By analyzing existing cross correlation between Congress Mid Cap and Polen Growth Fund, you can compare the effects of market volatilities on Congress Mid and Polen Growth and check how they will diversify away market risk if combined in the same portfolio for a given time horizon. You can also utilize pair trading strategies of matching a long position in Congress Mid with a short position of Polen Growth. Check out your portfolio center. Please also check ongoing floating volatility patterns of Congress Mid and Polen Growth.
Diversification Opportunities for Congress Mid and Polen Growth
0.91 | Correlation Coefficient |
Almost no diversification
The 3 months correlation between Congress and Polen is 0.91. Overlapping area represents the amount of risk that can be diversified away by holding Congress Mid Cap and Polen Growth Fund in the same portfolio, assuming nothing else is changed. The correlation between historical prices or returns on Polen Growth and Congress Mid is a relative statistical measure of the degree to which these equity instruments tend to move together. The correlation coefficient measures the extent to which returns on Congress Mid Cap are associated (or correlated) with Polen Growth. Values of the correlation coefficient range from -1 to +1, where. The correlation of zero (0) is possible when the price movement of Polen Growth has no effect on the direction of Congress Mid i.e., Congress Mid and Polen Growth go up and down completely randomly.

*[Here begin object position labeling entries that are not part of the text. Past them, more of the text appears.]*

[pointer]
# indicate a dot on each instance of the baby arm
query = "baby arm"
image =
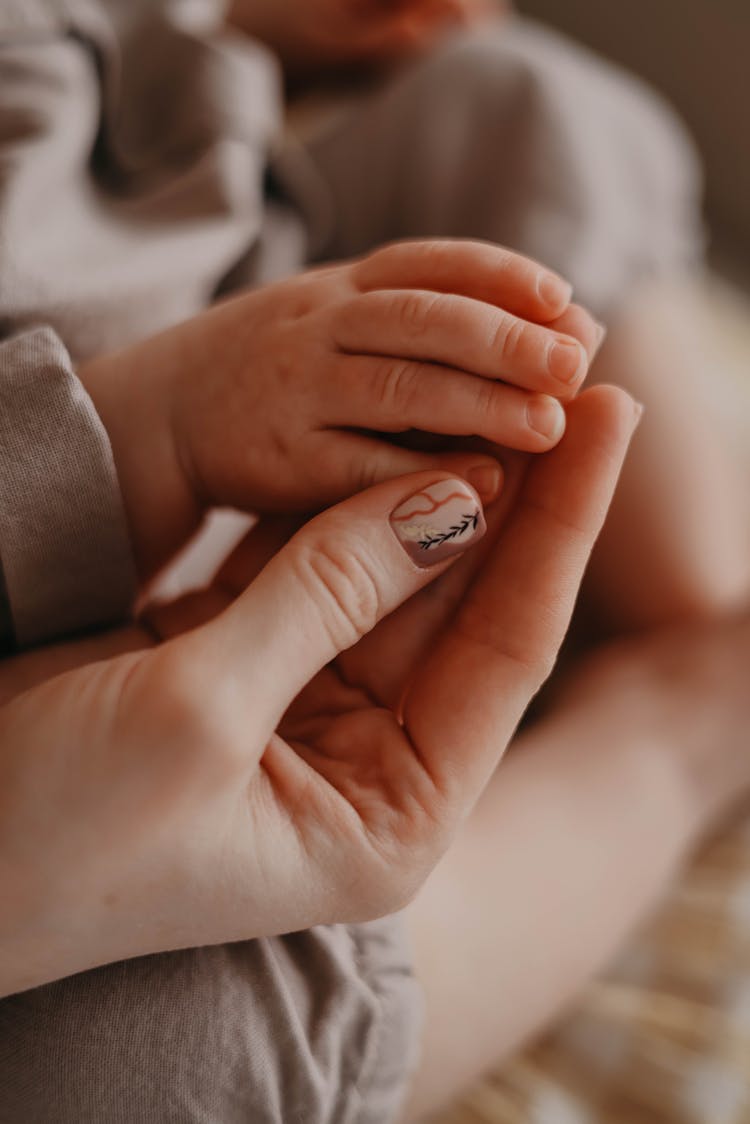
(288, 398)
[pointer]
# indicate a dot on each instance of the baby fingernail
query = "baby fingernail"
(553, 290)
(442, 519)
(565, 360)
(547, 416)
(486, 480)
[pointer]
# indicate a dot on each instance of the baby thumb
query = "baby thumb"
(337, 578)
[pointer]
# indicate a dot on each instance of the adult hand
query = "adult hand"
(236, 782)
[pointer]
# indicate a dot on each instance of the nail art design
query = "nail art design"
(439, 522)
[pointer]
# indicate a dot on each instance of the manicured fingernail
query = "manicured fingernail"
(566, 360)
(442, 519)
(547, 416)
(486, 480)
(553, 290)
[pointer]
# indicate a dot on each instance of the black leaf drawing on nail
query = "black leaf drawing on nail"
(454, 532)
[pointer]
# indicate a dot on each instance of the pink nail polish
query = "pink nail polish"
(442, 519)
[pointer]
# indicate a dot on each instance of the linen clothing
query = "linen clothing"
(136, 141)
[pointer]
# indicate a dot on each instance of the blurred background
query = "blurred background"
(697, 53)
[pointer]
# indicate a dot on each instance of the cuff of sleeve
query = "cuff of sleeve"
(64, 546)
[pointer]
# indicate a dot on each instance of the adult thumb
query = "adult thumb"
(334, 580)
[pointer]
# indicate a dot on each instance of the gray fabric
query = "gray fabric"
(62, 527)
(317, 1027)
(522, 137)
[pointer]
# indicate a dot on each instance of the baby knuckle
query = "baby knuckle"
(508, 337)
(415, 313)
(343, 586)
(486, 399)
(395, 384)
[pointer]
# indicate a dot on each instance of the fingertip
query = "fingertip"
(608, 406)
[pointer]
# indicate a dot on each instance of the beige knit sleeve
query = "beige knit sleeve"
(65, 556)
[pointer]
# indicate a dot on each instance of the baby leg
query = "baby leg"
(576, 839)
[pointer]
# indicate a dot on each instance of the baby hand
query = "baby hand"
(288, 398)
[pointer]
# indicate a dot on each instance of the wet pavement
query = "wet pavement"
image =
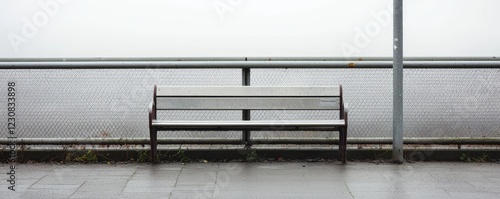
(255, 180)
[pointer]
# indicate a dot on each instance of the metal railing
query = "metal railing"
(246, 64)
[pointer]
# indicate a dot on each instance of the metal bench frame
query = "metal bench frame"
(248, 98)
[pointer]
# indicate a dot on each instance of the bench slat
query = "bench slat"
(248, 91)
(322, 125)
(250, 103)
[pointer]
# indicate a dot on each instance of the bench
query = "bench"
(248, 98)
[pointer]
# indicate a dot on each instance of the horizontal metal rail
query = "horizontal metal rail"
(243, 64)
(128, 59)
(236, 141)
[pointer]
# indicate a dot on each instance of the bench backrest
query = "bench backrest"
(247, 98)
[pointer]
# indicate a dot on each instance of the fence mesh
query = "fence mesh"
(113, 102)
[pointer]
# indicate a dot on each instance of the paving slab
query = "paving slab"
(256, 180)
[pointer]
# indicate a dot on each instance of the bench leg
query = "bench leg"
(343, 144)
(154, 143)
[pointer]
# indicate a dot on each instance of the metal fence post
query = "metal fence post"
(246, 113)
(397, 114)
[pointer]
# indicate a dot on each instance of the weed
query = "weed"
(479, 159)
(181, 156)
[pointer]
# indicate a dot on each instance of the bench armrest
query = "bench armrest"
(346, 111)
(152, 112)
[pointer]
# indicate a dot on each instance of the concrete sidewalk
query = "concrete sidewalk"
(255, 180)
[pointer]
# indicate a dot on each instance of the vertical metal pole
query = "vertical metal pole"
(397, 114)
(246, 113)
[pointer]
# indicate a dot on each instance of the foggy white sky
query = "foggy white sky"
(171, 28)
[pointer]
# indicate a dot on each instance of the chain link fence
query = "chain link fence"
(91, 103)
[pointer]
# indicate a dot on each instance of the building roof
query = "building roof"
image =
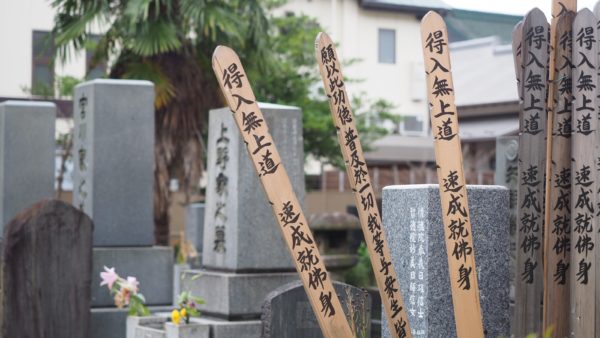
(415, 6)
(467, 25)
(483, 73)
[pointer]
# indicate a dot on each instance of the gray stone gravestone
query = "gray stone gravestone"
(113, 153)
(27, 149)
(412, 219)
(507, 148)
(244, 256)
(287, 313)
(113, 183)
(194, 224)
(46, 269)
(238, 217)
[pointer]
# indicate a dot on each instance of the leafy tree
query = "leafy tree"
(169, 42)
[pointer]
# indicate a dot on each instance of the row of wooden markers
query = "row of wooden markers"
(558, 199)
(309, 265)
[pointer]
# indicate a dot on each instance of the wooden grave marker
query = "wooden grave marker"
(453, 192)
(317, 282)
(558, 224)
(531, 166)
(46, 273)
(364, 196)
(584, 183)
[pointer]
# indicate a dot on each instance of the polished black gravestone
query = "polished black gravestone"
(46, 273)
(286, 312)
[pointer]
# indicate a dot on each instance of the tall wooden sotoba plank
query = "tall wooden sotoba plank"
(530, 200)
(286, 208)
(584, 183)
(597, 156)
(356, 168)
(559, 7)
(558, 228)
(453, 192)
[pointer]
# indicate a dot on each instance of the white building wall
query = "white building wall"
(356, 30)
(18, 20)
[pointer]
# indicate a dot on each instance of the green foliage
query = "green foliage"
(278, 54)
(361, 274)
(189, 302)
(66, 85)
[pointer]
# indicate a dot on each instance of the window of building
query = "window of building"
(387, 46)
(42, 74)
(93, 70)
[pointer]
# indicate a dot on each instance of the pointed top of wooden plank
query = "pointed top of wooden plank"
(534, 17)
(559, 7)
(585, 15)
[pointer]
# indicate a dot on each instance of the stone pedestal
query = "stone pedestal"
(412, 219)
(113, 183)
(27, 150)
(244, 256)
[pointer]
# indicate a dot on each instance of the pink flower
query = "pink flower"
(131, 284)
(109, 277)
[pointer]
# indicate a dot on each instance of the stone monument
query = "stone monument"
(113, 183)
(244, 256)
(412, 219)
(27, 147)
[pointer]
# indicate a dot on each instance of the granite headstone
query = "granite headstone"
(27, 147)
(113, 154)
(240, 232)
(412, 219)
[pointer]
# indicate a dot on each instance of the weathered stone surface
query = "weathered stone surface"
(287, 313)
(507, 148)
(412, 220)
(112, 322)
(233, 295)
(240, 231)
(114, 159)
(27, 149)
(194, 224)
(46, 267)
(152, 266)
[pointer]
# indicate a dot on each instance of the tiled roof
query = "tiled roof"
(416, 6)
(467, 25)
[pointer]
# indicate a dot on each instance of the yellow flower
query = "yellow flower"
(175, 317)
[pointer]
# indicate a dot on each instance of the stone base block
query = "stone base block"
(152, 266)
(231, 329)
(233, 295)
(112, 322)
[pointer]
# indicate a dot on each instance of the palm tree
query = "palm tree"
(170, 43)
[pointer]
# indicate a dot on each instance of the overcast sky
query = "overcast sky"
(518, 7)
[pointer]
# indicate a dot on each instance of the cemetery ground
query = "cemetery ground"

Pair Corralation between Congress Mid and Polen Growth
Assuming the 90 days horizon Congress Mid is expected to generate 1.13 times less return on investment than Polen Growth. In addition to that, Congress Mid is 1.11 times more volatile than Polen Growth Fund. It trades about 0.15 of its total potential returns per unit of risk. Polen Growth Fund is currently generating about 0.19 per unit of volatility. If you would invest 4,560 in Polen Growth Fund on September 4, 2024 and sell it today you would earn a total of 486.00 from holding Polen Growth Fund or generate 10.66% return on investment over 90 days.
Time Period | 3 Months [change] |
Direction | Moves Together |
Strength | Very Strong |
Accuracy | 100.0% |
Values | Daily Returns |
Congress Mid Cap vs. Polen Growth Fund
Performance |
Timeline |
Congress Mid Cap |
Polen Growth |
Congress Mid and Polen Growth Volatility Contrast
Predicted Return Density |
Returns |
Pair Trading with Congress Mid and Polen Growth
The main advantage of trading using opposite Congress Mid and Polen Growth positions is that it hedges away some unsystematic risk. Because of two separate transactions, even if Congress Mid position performs unexpectedly, Polen Growth can make up some of the losses. Pair trading also minimizes risk from directional movements in the market. For example, if an entire industry or sector drops because of unexpected headlines, the short position in Polen Growth will offset losses from the drop in Polen Growth's long position.Congress Mid vs. Polen Growth Fund | Congress Mid vs. Segall Bryant Hamill | Congress Mid vs. Diamond Hill All | Congress Mid vs. Wells Fargo Index |
Polen Growth vs. Congress Mid Cap | Polen Growth vs. Wcm Focused International | Polen Growth vs. Polen Growth Fund | Polen Growth vs. Polen International Growth |
Check out your portfolio center.Note that this page's information should be used as a complementary analysis to find the right mix of equity instruments to add to your existing portfolios or create a brand new portfolio. You can also try the Piotroski F Score module to get Piotroski F Score based on the binary analysis strategy of nine different fundamentals.